The film 99 Homes by US-born Ramin Bahrani showed how Iranian cinema can offer an important viewpoint on life in the West today. What can the culture, experiences, memories, skills and imaginations of Iranians contribute to Australian culture? And how can we foster this east-west exchange?
Speakers:
- Hoda Afshar – photographer
- Sofi Basseghi – visual artist
- Sanaz Fotouhi – writer and coordinator of Persian Film Festival
This discussion is part of the Persian Prospect project and is supported by the Centre for Art, Society & Transformation, RMIT. See also Facebook event.
Postscript
The discussion was most illuminating. Generally, Hoda, Sanaz and Sofi agreed that Iranian identity has been limited by a Western obsession with the veiled woman. In different ways, their work sought to critique this stereotype. Among the audience, representatives of the Havana Biennale warmly congratulated the artists on their work and expressed solidarity.
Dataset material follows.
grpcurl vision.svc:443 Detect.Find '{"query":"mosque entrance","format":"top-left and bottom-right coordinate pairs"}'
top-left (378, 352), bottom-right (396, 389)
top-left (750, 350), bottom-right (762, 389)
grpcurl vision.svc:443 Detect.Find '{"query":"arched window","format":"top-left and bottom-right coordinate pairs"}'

This critique caused us to reflect on the impact of the refugee story. In countries like Australia, we have seen refugees as a challenge to our better nature. Their plight has made us consider the degree to which we are truly welcoming as a nation. While this is a positive moral development, it has been premised on a preconception of countries like Iran as repressive regimes defined negatively against our own. And while that might be the case particularly for some, we overlook many others who are not victims in Iran. To engage with them, we need to give some credit to their home culture. That’s a difficult path to navigate.
Sanaz developed an allied theme about the duality of Iranian identity, as revealed in the contemporary jewellery she features in her upcoming Garland essay. The capacity to be both Iranian and Persian has parallels in other modern-traditional dualities, such as Soviet and Russian, or settler and indigenous. What might distinguish Iranian culture is not so much the presence of a duality, as the particular way it is managed. One possibility is that Iranian mysticism, revealed particularly in the national poets Rumi and Hafiz, creates a metaphysical wall between this world and the other, allowing both to exist without reducing one to the other.
These artists are doing work that is critically necessary for the Persian Prospect—to be able to engage with Iranian culture beyond the Western mirror. Beyond that, the promise is a positive influence of Iranian culture in the wider world. Indian yoga, Italian coffee culture, American jazz are some of the gifts different cultures have offered to the world. What will Iran’s be?